Monday, December 29, 2008
Is the End Near? What is Responsible Board Stewardship in an Economic Crisis? (Part II)
By Bryan Orander, President, Charitable Advisors and Not-for-Profit News
Last week, Part of I of this article talked about the reality of funds decreasing over the next year for most nonprofit organizations and the steps that can be taken by board and staff leaders to prepare and respond to these conditions – get that cash forecast together NOW! In Part II, we begin with designated funds and then focus on what leaders should be thinking about if there are serious concerns about your organization’s ability to survive this downturn.
Is it OK to borrow from ‘temporarily restricted’ funds? – I wanted to address this because it is treated casually by too many organizations. Temporarily restricted funds are funds that are received from a foundation or donor that are designated for a specific use – say, producing your summer camp. An example would be if you have run out of unrestricted funds early in 2009, but you have a foundation grant to provide summer camp in July of 2009 - you might go ahead and use camp money and keep track of it on your books with the expectation that you will raise other funds that can be used to run the summer camp.
It is one thing to borrow to get through a temporary cash crunch and replace it quickly. However, even in prosperous times, when organizations routinely borrow into restricted program funds to pay operating expenses, they are building a house of cards. As more and more program funds are diverted to general operating expenses, the organization digs a hole that it will have difficulty getting out of and it only takes one delayed or lost grant to push the organization over the edge.
Our commitments to our organizations and clients and the recognition that many small organizations never know in January whether they will we still be around in December makes it hard for board members and staff leaders to judge when they are too close to the edge. Just keep in mind that you should not accept grant funds to perform services that you do not have reasonable confidence you will be able to fulfill.
What if you don’t see a way to responsibly continue operations?
It is the responsibility of the board to ensure that whatever direction an organization takes is done in an orderly manner, in the best interests of clients, financial supporters, and the community. In certain circumstances, closing the organization or ceasing to operate independently could be the best stewardship. Running out of cash and putting an “Out of Business” sign on your front door won’t cut it.
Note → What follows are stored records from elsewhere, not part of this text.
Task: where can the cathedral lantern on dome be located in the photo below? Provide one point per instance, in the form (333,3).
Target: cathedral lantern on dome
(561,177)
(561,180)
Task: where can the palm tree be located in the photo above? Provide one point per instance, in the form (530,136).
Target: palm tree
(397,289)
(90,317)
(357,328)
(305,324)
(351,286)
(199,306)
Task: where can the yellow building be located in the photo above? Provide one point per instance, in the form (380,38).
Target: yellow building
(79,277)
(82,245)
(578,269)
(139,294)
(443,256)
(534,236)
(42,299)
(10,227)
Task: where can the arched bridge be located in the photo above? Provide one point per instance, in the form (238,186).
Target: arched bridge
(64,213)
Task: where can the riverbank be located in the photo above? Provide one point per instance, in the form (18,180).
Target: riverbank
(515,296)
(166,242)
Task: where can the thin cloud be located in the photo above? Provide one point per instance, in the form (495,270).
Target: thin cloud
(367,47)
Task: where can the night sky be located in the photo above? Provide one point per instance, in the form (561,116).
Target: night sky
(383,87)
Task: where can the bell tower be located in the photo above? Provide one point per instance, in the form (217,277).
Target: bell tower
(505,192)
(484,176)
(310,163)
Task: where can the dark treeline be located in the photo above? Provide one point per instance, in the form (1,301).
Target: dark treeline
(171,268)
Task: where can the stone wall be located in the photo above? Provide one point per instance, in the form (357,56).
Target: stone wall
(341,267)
In far too many cases that I have seen, the board and staff were unwilling to explore partnering or merger options until they ran out of cash and it was too late. There is a mix of entrepreneurial spirit, territorialism, and a grassroots mentality about our finances and worthy causes that seems to make it hard for the people who are closest to and most responsible to view their circumstances in an objective manner. You can be exploring partnering alternatives at the same time that you are working on options to remain solvent and independent. Fortunately or unfortunately, right now most potential partners will be worried about their own sustainability as well.
Merging – what organizations do you work with already? Who has similar or complementary services? The usual approach would be to get the board chair of each organization together to see if there is any interest followed by a small group from each organization to explore it more fully. From a legal standpoint, you will usually close one corporation and transfer assets to avoid an assumption of liabilities by the other organization. There are many issues and conversations that are best facilitated by someone neutral to the organizations. And don’t forget due diligence – this is not something you should jump into without your accountant and attorney. On the plus side, some of the foundations or donors who support you might be willing to help you fund a merger.
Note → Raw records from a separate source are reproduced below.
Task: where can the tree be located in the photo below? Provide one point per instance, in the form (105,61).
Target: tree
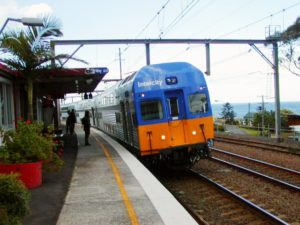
(28,51)
(269,118)
(227,113)
(291,41)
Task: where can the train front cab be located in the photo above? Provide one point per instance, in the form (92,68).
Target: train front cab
(175,122)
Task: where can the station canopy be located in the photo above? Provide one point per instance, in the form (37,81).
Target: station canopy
(58,82)
(293,120)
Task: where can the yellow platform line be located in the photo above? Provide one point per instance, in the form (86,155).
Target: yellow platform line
(127,202)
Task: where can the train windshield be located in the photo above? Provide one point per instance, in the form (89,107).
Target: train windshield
(198,103)
(151,110)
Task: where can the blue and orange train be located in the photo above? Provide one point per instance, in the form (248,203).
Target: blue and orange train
(162,112)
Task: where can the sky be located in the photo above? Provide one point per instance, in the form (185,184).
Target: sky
(238,73)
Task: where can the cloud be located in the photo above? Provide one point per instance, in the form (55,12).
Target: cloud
(37,10)
(10,8)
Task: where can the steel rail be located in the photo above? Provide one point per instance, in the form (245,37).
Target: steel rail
(245,201)
(251,143)
(285,184)
(256,160)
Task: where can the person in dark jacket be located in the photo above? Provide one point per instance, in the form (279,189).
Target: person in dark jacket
(72,121)
(68,122)
(86,126)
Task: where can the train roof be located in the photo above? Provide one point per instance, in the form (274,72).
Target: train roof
(167,76)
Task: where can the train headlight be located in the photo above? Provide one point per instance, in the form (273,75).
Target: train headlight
(210,142)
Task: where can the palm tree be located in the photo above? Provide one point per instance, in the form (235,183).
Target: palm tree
(28,51)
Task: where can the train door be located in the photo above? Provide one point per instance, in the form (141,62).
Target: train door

Suspending or Hibernating Operations – Even when things seem hopeless, you don’t necessarily have to throw in the towel. Another option is to cease program operations, but not terminate the organization, and enable the board leadership to regroup and define a new strategy to proceed. I belong to a national association that saw that its current staffing and expenses could not be supported by forecasted revenues. They could have continued “business as usual” for 4 more months and burned through their cash and disappeared. Instead, they let staff go with severance and transferred administration to an association management company to keep basic communications going while the board is meeting every couple weeks to make decisions on how they can best use the $100,000 in cash they still have to re-launch in 2009.
Closing – this won’t ever be fun, but you have choices. You can fulfill as many of your obligations to clients and funders as possible, communicate with the people involved, and provide appropriate notice to employees. Or you can run right to the financial edge and strand everyone involved. An orderly closing can leave the door open for a resurrection in the future and can make sure that current clients are connected into services with others and staff has the support and some extra time to find new positions. On the legal and financial side, again look to your accountant and attorney to guide you in wrapping things up.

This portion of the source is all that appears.